I phoned Dan at the hostel, hoping to con a lift from him – he owed me a favour – but I got through to Ellen, who told me it was his day off. She brought up the subject of Thomas before I did. She’d recognized my voice.
‘You must write a piece,’ she said, confusing me for a moment. I’d forgotten I’d told her I was a journalist. ‘How many young men have to die before something is done?’
Then I remembered her son had been attacked on the streets and had died too. Thomas’s death must have brought all those memories back. She must have realized she sounded a bit crazy because she apologized. ‘We’re all on edge here. You must have seen about the boy who was killed in Seaton Delaval. He used to be one of our residents.’

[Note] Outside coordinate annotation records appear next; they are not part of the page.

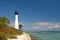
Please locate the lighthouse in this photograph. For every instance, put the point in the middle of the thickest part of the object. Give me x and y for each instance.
(16, 20)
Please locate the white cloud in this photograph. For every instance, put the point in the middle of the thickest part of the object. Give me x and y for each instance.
(46, 24)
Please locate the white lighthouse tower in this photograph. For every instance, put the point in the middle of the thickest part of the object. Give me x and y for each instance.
(16, 20)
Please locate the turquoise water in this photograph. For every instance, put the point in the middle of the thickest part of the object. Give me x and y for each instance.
(47, 35)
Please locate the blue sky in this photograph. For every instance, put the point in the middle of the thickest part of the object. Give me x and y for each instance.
(33, 12)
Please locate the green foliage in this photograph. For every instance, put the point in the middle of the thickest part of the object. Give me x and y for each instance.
(4, 20)
(6, 31)
(2, 36)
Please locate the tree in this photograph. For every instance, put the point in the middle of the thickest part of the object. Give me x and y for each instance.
(20, 26)
(4, 20)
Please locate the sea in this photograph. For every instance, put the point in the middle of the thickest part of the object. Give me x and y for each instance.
(46, 35)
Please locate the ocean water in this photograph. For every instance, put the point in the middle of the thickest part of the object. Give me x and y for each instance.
(46, 35)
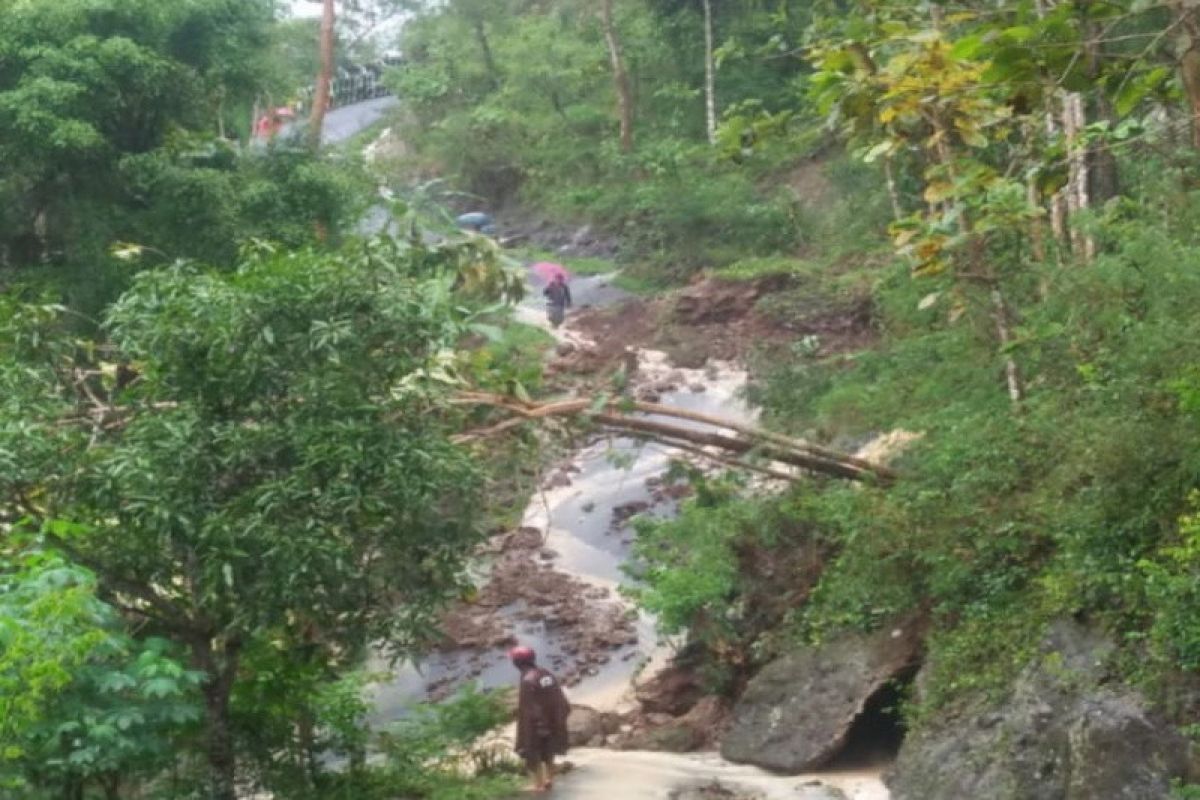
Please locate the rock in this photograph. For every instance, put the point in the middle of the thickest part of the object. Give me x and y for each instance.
(557, 481)
(697, 729)
(672, 691)
(797, 713)
(1060, 735)
(588, 728)
(713, 301)
(627, 511)
(648, 395)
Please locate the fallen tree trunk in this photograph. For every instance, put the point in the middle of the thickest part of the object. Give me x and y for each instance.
(748, 441)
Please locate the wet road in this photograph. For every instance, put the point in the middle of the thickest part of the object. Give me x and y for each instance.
(343, 122)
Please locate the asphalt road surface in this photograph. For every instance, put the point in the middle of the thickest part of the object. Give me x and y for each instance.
(343, 122)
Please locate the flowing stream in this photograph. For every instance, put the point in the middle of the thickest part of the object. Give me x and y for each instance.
(579, 512)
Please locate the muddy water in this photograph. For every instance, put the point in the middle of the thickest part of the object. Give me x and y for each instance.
(575, 511)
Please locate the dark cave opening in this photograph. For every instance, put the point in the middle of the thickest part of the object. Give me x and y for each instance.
(877, 733)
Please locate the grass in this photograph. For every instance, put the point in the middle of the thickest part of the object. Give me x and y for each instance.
(754, 269)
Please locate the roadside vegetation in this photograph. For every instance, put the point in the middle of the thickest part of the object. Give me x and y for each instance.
(228, 457)
(1011, 190)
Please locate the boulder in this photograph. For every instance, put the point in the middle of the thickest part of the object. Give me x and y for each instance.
(695, 731)
(1060, 735)
(672, 691)
(586, 727)
(714, 301)
(796, 715)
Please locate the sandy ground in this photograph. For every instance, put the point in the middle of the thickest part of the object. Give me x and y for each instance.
(616, 775)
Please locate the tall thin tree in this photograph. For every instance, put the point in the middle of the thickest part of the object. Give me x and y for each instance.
(324, 76)
(709, 74)
(619, 78)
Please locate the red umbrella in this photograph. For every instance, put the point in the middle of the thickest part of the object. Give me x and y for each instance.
(547, 270)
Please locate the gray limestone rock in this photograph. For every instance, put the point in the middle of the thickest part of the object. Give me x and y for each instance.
(797, 713)
(1061, 735)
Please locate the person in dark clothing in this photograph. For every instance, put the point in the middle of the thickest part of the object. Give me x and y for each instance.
(558, 299)
(541, 719)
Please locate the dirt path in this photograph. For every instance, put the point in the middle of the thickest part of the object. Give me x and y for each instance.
(616, 775)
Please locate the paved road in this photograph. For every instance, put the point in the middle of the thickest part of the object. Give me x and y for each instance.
(343, 122)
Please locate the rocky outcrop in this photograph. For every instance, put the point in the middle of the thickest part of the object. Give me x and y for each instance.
(696, 729)
(586, 727)
(714, 301)
(673, 691)
(796, 715)
(1061, 735)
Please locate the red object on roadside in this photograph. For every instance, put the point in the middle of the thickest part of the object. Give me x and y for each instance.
(522, 655)
(549, 270)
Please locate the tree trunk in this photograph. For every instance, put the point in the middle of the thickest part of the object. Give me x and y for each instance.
(485, 50)
(1102, 164)
(221, 669)
(324, 77)
(709, 74)
(772, 446)
(1012, 374)
(893, 190)
(1074, 121)
(1187, 14)
(619, 78)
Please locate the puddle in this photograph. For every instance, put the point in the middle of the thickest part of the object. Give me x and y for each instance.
(576, 518)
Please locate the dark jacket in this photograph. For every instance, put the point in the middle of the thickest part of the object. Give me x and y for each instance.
(558, 294)
(541, 711)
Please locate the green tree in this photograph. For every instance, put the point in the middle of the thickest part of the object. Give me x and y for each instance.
(279, 468)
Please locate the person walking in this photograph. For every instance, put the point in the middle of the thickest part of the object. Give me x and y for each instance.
(541, 719)
(558, 299)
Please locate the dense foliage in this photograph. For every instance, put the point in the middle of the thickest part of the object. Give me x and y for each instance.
(129, 121)
(227, 456)
(1036, 334)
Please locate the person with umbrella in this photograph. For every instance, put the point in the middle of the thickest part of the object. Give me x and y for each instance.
(557, 293)
(541, 719)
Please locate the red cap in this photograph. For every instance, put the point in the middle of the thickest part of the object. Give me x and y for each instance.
(522, 655)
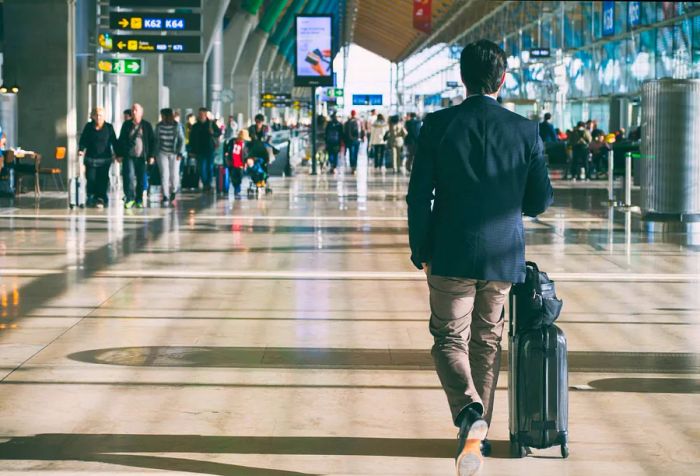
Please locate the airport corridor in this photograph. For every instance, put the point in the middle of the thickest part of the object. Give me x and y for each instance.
(288, 335)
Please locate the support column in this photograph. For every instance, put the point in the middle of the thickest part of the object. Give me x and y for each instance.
(44, 67)
(148, 89)
(246, 69)
(215, 72)
(186, 81)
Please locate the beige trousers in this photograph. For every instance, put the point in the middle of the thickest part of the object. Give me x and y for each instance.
(466, 322)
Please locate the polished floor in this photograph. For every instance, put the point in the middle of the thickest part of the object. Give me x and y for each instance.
(288, 336)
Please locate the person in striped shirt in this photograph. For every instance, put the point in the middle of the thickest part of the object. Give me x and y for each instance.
(170, 148)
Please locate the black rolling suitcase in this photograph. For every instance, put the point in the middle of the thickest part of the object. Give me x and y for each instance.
(190, 175)
(538, 392)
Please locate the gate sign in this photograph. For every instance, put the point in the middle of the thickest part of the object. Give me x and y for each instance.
(633, 14)
(608, 18)
(156, 3)
(155, 44)
(152, 21)
(122, 66)
(367, 99)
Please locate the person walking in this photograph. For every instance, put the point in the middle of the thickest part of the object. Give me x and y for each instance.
(97, 146)
(170, 149)
(395, 141)
(579, 141)
(333, 136)
(204, 141)
(236, 152)
(483, 166)
(377, 140)
(353, 133)
(231, 128)
(136, 145)
(412, 130)
(546, 128)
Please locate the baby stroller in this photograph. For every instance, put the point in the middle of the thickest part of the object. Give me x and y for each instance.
(256, 168)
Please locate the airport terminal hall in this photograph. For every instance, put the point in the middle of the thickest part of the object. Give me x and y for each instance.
(349, 238)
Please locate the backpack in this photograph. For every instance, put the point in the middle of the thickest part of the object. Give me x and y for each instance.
(537, 302)
(353, 129)
(332, 134)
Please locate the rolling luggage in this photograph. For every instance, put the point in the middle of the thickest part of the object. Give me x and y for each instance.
(222, 180)
(77, 190)
(190, 175)
(538, 393)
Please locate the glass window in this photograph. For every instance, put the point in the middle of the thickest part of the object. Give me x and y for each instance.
(587, 21)
(682, 63)
(696, 46)
(648, 12)
(667, 10)
(664, 52)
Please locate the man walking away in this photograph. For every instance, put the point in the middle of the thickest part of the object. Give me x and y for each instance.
(484, 167)
(412, 130)
(333, 136)
(353, 136)
(547, 132)
(97, 145)
(579, 141)
(170, 147)
(137, 145)
(204, 140)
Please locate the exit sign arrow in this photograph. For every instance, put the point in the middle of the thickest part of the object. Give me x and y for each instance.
(122, 66)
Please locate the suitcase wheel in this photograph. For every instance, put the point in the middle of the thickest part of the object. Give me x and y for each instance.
(517, 450)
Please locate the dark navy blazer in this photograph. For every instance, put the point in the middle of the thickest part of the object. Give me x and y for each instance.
(484, 167)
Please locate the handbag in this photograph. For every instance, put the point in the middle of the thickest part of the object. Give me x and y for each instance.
(537, 302)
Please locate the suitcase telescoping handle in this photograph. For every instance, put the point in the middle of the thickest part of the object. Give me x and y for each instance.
(513, 311)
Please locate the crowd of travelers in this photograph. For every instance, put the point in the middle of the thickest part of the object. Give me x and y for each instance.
(391, 142)
(172, 155)
(586, 146)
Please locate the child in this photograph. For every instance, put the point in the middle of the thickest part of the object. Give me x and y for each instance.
(236, 153)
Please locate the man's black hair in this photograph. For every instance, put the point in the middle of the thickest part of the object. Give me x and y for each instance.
(482, 65)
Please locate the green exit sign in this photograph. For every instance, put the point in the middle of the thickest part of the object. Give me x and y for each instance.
(335, 92)
(123, 66)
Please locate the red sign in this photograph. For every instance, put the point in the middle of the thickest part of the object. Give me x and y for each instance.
(422, 15)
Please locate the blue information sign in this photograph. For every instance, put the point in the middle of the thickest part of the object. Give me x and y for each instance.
(634, 14)
(608, 19)
(367, 99)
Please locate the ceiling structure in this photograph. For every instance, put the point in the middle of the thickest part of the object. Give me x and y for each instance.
(385, 27)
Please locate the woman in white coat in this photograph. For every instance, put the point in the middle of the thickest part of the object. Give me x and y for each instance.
(378, 140)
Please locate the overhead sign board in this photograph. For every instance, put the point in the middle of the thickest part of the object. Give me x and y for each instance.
(540, 53)
(153, 21)
(335, 92)
(151, 44)
(367, 99)
(314, 59)
(156, 3)
(121, 66)
(275, 96)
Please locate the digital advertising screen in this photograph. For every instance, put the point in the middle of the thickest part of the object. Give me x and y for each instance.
(314, 53)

‘How terrible.’ Trite and pathetic, but she seemed not to notice.
‘I find it so hard to let them go anyway,’ she said. ‘I mean, I know they have to move on, be more independent, but I hate it. I worry so much for them. After this it will be a thousand times worse.’ She paused. ‘But can you imagine what his mother will be going through?’
For the first time since finding Thomas I tried to understand. How would you feel if a child you never wanted, who was always a nuisance, died? I decided guilt is what you’d feel. A searing explosion of guilt.
‘Do you think I should go to see Mrs Laing?’ Ellen asked. ‘Or would that make things worse?’
I muttered something about not being in a position to give advice and replaced the phone before she could drag me any further into her distress. But I couldn’t stop thinking about it and repeated Ellen’s question to myself. Should I go to see Kay? If I did, what point would it serve? For me or for her? Before I came anywhere near an answer, Jess staggered in, the fingers on both hands white, where three carrier bags in each had cut off the blood supply. I wasn’t expecting her back so soon. She’d caught an earlier bus than usual, missing out on the coffee and buns. Perhaps she thought it wasn’t safe to leave me alone for too long. She was starting to make me feel suffocated. I understood what was going on. As Ellen had said, it was hard to let go. But I was an adult and Jess wasn’t my mam. I needed to get away from her and Sea View before I said something hurtful. I needed a car.
We hadn’t seen much of Ray since Thomas’s death. I don’t think he and Jess had fallen out over me. He was too besotted by her to do anything to cause a disagreement. Perhaps he’d just felt he should spend a bit more time running his business, otherwise he’d go bankrupt and there’d be no cash then for visits to folk clubs or trips into the hills.